Class AbstractWordsFileFilterFactory

  • All Implemented Interfaces:
    Direct Known Subclasses:
    CommonGramsFilterFactory, KeepWordFilterFactory, StopFilterFactory

    public abstract class AbstractWordsFileFilterFactory
    extends TokenFilterFactory
    implements ResourceLoaderAware
    Abstract parent class for analysis factories that accept a stopwords file as input.

    Concrete implementations can leverage the following input attributes. All attributes are optional:

    • ignoreCase defaults to false
    • words should be the name of a stopwords file to parse, if not specified the factory will use the value provided by createDefaultWords() implementation in concrete subclass.
    • format defines how the words file will be parsed, and defaults to wordset. If words is not specified, then format must not be specified.

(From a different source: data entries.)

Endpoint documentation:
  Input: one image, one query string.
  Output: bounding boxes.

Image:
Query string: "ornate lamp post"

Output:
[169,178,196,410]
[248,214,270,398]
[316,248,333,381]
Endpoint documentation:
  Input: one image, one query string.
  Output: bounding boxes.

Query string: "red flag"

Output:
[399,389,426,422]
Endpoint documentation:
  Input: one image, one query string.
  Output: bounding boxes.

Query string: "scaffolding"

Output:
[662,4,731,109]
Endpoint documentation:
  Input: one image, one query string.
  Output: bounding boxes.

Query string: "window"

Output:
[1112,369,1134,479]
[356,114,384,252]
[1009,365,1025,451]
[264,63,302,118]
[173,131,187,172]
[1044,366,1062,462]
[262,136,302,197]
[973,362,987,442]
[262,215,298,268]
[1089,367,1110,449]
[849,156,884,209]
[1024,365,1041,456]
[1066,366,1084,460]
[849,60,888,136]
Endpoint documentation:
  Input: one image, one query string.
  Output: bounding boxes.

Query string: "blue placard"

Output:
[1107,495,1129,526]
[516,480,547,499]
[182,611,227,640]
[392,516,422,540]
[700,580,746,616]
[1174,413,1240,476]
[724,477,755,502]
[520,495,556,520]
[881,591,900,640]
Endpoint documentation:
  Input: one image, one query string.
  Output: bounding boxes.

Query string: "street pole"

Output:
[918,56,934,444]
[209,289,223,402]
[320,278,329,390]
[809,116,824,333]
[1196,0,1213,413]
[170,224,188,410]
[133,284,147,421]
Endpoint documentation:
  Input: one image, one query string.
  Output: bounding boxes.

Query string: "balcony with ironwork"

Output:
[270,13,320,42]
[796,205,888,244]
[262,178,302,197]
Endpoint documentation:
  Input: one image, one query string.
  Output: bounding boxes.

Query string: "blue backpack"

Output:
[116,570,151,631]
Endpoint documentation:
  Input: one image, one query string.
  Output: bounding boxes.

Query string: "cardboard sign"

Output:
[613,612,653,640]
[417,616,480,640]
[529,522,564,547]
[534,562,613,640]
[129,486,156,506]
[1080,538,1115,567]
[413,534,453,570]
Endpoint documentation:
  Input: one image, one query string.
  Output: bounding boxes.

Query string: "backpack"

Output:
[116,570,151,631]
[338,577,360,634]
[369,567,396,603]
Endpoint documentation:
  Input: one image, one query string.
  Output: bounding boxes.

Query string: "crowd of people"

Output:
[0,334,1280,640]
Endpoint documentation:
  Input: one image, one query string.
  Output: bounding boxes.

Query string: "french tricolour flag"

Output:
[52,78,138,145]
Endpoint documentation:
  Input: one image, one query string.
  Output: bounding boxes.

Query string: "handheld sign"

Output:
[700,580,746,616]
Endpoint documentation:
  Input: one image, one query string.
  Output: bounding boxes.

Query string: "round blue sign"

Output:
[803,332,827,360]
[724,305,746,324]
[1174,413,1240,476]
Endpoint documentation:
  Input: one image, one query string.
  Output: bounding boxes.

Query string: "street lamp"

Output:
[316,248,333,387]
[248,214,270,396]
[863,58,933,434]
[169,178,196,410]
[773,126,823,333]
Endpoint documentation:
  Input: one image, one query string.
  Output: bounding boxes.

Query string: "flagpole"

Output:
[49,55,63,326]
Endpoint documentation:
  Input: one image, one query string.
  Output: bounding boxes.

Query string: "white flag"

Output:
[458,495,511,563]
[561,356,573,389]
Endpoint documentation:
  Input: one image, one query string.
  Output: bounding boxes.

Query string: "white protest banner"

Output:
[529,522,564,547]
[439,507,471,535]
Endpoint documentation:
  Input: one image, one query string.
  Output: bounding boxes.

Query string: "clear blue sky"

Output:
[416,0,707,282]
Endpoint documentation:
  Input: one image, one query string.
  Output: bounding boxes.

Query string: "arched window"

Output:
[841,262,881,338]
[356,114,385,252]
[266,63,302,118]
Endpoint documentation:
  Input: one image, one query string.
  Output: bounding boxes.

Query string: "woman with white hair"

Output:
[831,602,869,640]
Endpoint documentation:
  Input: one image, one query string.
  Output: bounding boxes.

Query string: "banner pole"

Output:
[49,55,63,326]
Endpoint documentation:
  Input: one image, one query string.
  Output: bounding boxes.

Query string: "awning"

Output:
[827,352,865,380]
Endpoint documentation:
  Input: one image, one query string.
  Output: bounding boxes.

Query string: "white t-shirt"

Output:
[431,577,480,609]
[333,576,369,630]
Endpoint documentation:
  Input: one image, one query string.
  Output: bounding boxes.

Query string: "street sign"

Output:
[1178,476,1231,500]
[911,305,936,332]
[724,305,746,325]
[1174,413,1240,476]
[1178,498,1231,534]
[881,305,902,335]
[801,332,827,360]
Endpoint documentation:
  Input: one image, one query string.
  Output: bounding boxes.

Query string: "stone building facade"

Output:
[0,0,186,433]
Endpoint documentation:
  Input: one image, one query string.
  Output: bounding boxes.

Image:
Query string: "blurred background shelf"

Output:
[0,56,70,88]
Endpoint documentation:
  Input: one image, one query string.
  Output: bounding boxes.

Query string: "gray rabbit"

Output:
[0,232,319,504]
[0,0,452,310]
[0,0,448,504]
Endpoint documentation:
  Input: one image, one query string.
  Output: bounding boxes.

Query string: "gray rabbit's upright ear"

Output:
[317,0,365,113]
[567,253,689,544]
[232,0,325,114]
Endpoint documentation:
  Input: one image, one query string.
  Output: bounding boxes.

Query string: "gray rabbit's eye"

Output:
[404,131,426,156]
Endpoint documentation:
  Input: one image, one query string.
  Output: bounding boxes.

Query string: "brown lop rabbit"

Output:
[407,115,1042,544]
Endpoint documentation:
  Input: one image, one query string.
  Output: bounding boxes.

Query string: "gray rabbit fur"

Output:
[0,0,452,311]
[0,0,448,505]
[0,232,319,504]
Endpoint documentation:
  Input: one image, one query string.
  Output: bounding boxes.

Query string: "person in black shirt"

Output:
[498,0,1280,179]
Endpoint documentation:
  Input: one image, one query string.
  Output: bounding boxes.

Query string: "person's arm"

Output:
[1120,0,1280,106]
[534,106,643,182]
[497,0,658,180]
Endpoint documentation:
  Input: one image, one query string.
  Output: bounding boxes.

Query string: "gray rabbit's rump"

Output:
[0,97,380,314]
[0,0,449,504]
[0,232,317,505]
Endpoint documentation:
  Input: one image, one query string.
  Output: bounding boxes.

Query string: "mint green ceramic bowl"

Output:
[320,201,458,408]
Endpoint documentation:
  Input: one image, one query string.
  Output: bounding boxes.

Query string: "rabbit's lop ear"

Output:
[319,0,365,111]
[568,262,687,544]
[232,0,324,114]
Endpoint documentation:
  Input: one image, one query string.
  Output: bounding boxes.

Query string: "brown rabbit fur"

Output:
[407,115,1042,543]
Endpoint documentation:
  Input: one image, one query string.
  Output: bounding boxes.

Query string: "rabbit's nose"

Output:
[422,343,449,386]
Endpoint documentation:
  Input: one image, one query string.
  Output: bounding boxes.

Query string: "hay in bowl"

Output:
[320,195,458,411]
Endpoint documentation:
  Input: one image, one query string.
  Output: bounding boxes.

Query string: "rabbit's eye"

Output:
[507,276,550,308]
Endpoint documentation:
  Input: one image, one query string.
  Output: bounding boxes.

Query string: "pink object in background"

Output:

    The valid values for the format option are:

    • wordset - This is the default format, which supports one word per line (including any intra-word whitespace) and allows whole line comments beginning with the "#" character. Blank lines are ignored. See WordlistLoader.getLines for details.
    • snowball - This format allows for multiple words specified on each line, and trailing comments may be specified using the vertical line ("|"). Blank lines are ignored. See WordlistLoader.getSnowballWordSet for details.
    • Constructor Detail

      • AbstractWordsFileFilterFactory

        protected AbstractWordsFileFilterFactory()
        Default ctor for compatibility with SPI
      • AbstractWordsFileFilterFactory

        public AbstractWordsFileFilterFactory​(Map<String,​String> args)
        Initialize this factory via a set of key-value pairs.
    • Method Detail

      • createDefaultWords

        protected abstract CharArraySet createDefaultWords()
        Default word set implementation.
      • getWordFiles

        public String getWordFiles()
      • getFormat

        public String getFormat()
      • isIgnoreCase

        public boolean isIgnoreCase()